Choi Eun-hee nunca interpretó un guión más inverosímil que su biografía. La actriz fue una temprana diva en Corea el Sur, fue secuestrada para satisfacer los delirios cinéfilos de Kim Jong-il y escapó anos después en un festival en Viena. Murió ayer a los 92 años por complicaciones renales, un colofón necesariamente mundano tras tanta agitación.

Choi nació en 1926 en la provincia surcoreana de Gyeonggi, debutó en el cine a los 21 años y pronto alcanzó la fama. Con su marido y director, Shin Sang-ok, formó un tándem imbatible que produjo más de 130 películas en la época dorada del cine surcoreano. Pero a finales de los 70 sus carreras languidecían y la dictadura había revocado la licencia a su productora.

También el cine mortificaba a Kim Jong-il al otro lado de la alambrada. El ministro de Cultura y Propaganda y futuro heredero del reino deglutía películas de Rambo, Elizabeth Taylor, James Bond y todo lo que sus embajadores le enviaban. Le sobraba entusiasmo y dinero para convertir la industria cinematográfica norcoreana en una potencia para competir en festivales internacionales pero el gremio iba más sobrado de entusiasmo propagandístico que de conocimientos sobre dónde colocar la cámara en un contrapicado. Faltaba talento y lo robó.

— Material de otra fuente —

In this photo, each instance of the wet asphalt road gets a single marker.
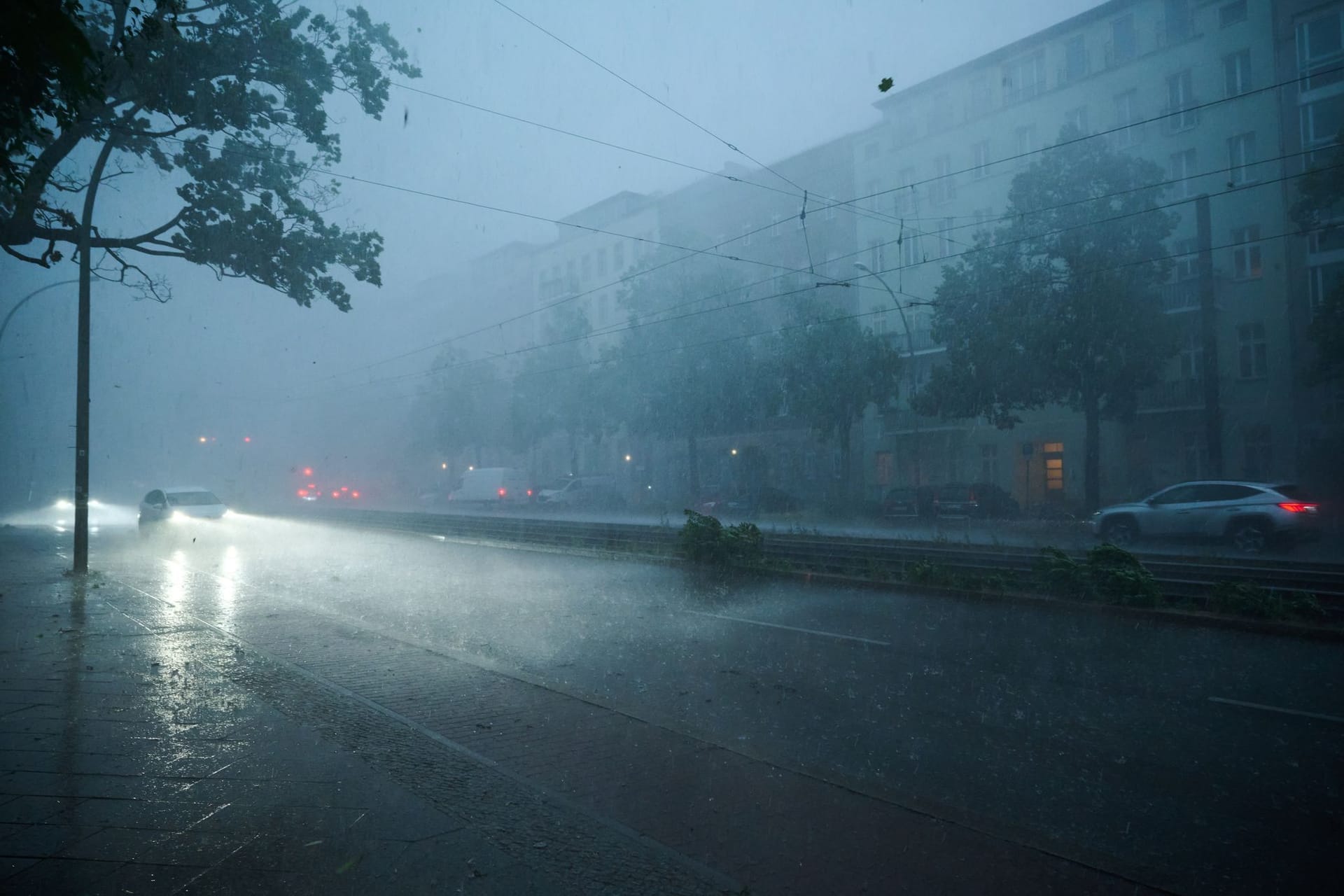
(1126, 745)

Un presunto empresario hongkonés contactó con Choi y la citó en la excolonia británica con ambiciosos planes para reflotar su carrera. La actriz juzgó que las reticencias de su marido, sorprendido porque un cine tan vigoroso como el hongkonés necesitara de una veterana actriz surcoreana, nacían en la envidia. Fue capturada por un grupo de agentes en la playa, drogada y subida a una lancha primero y a un carguero después. Ocho días después estaba en un palacio de Pyongyang. Shin la buscó desesperadamente por Hong Kong hasta que seis meses después de su secuestro alguien le puso una bolsa en la cabeza y terminó en Pyongyang. El rechazo del director a colaborar le mantuvo encarcelado y sólo cuatro años después, tras varios intentos de huida, prometió lealtad eterna y pudo reencontrarse con Choi en una recepción en la capital.

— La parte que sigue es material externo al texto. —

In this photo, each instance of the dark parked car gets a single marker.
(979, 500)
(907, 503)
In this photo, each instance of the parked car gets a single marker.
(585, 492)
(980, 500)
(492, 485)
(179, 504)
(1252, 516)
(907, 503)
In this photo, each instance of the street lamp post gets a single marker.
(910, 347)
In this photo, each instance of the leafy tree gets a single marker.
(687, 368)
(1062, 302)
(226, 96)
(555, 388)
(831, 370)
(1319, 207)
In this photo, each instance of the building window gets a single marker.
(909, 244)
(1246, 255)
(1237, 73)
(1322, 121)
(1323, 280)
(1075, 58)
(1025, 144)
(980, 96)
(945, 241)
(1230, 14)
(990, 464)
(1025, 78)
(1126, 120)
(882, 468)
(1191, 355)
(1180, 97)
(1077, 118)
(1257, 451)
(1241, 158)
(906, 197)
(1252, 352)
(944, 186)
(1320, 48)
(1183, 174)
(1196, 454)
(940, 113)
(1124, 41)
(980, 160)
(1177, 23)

El documental “Los amantes y el déspota” incluye conversaciones con Kim Jong-il que la pareja grabó clandestinamente. El líder se disculpa por las formas, promete fondos ilimitados para sus películas, lamenta el nivel subterráneo de la industria nacional e incluso bromea con su estatura. Choi desvelaría en su biografía “Confesiones” que Kim la raptó porque era su actriz favorita. El padre del actual dictador les puso frente a su colección de 15.000 cintas, una delirante mezcla de fanfarria comunista y éxitos de Hollywood, con el deber de escribir cuatro críticas diarias.

Pero la historia hablará de sus 17 películas, desde dramas lacrimógenos a thrillers con explosiones de trenes, que renovaron la casposa uniformidad publicitaria. Choi incluso ganó en 1985 el premio a la Mejor Actriz en el festival de Moscú con la película Salt. Y después está Pulsagari, probablemente la película norcoreana más célebre y, eso seguro, la más delirante.

Kim se había empeñado en un Godzilla patrio a pesar de su desprecio por todo lo japonés. Tampoco ahorró en gastos. El equipo de efectos especiales de la original e incluso el actor que se enfundaba el traje de la bestia fueron contratados para rodar en China pero aterrizaron en Pyongyang y fueron colmados de atenciones y lujos. Pulsagari se aliaba con los campesinos para derrocar a un emperador cruel y Kim vio ahí una brillante metáfora socialista sobre la lucha del pueblo contra la codicia y la opresión de los poderosos, muy probablemente sin verse representado. La consideró la obra maestra definitiva y permitió que Choi y Shin la defendieran en el festival de cine de Viena. La pareja pidió asilo en la embajada estadounidense y Kim retiró sus nombres de los créditos y prohibió la exhibición de sus películas. La pareja vivió una década en el exilio antes de regresar a Seúl.

Nadie más ha disfrutado de la oportunidad de dirigir la industria cinematográfica de un país entero ni de un productor ejecutivo tan entusiasta y desprendido como Kim Jong-il. Algunas de sus declaraciones posteriores lindan con el síndrome de Estocolmo y, de hecho, no han faltado quienes dudan de la versión oficial del secuestro.

Cientos de ciudadanos, especialmente japoneses, fueron secuestrados en las calles o playas y nunca más regresaron. Muchos fueron destinados a enseñar lenguas extranjeras. La lógica fue la misma: faltan profesores, robamos profesores.